Beth Taylor, en remplacement de bon aloi dans un répertoire varié de lieder et mélodies

Vendredi 17 juillet 2026, Festival d’Aix-en-Provence au Conservatoire Darius Milhaud
Mezzo-soprano, Beth Taylor. Piano, Julius Drake
Reynaldo Hahn, « Néère », tiré des Études latines, sur un poème de Charles Leconte de Lisle ; « Quand je fus pris au pavillon », tiré des Rondels, sur un poème de Charles d’Orléans ; « L’Heure exquise », tiré des Chansons grises, sur un poème de Paul Verlaine. Hedwige Chrétien, Petits Poèmes du bord de l’eau, cycle de six mélodies, sur des poèmes de Ludovic Fortolis.
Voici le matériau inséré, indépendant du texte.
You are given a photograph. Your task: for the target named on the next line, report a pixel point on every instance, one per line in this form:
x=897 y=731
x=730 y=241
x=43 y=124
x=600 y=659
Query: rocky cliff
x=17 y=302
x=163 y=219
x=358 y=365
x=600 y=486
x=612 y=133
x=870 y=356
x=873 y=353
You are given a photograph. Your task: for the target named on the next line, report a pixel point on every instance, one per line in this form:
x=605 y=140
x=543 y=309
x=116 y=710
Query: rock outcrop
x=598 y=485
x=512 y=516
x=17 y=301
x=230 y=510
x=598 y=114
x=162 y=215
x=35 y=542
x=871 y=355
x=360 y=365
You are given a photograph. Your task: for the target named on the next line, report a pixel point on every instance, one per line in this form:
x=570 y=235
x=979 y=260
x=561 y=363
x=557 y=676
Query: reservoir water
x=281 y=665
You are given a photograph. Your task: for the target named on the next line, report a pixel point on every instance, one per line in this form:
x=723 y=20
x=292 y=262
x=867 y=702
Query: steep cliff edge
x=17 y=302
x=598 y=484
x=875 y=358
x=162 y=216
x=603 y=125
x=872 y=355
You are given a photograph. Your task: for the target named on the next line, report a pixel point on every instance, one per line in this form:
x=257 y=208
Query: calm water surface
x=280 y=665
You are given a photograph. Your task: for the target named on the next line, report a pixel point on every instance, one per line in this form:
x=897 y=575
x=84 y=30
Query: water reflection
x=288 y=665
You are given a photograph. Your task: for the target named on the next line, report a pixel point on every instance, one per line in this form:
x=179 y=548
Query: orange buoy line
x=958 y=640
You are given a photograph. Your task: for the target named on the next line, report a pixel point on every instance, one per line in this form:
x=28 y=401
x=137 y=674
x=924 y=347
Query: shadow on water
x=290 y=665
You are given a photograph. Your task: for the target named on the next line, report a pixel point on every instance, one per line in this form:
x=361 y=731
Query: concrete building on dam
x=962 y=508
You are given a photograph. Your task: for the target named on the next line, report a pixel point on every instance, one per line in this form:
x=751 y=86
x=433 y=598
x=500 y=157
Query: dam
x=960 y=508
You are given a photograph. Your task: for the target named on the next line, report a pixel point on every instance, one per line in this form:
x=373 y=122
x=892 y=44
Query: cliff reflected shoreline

Edward Elgar, Sea Pictures [Marines], op. 37, cycle de cinq mélodies. Robert Schumann, Frauenliebe und -leben [L’Amour et la vie d’une femme], op. 42, cycle de huit mélodies sur des poèmes d’Aldebert von Chamisso. Germaine Tailleferre, « La Rue Chagrin », mélodie sur un poème de Denise Centore. Augusta Holmès, « Le Vin », tiré des Sept Ivresses, cycle de sept mélodies sur des poèmes de la compositrice .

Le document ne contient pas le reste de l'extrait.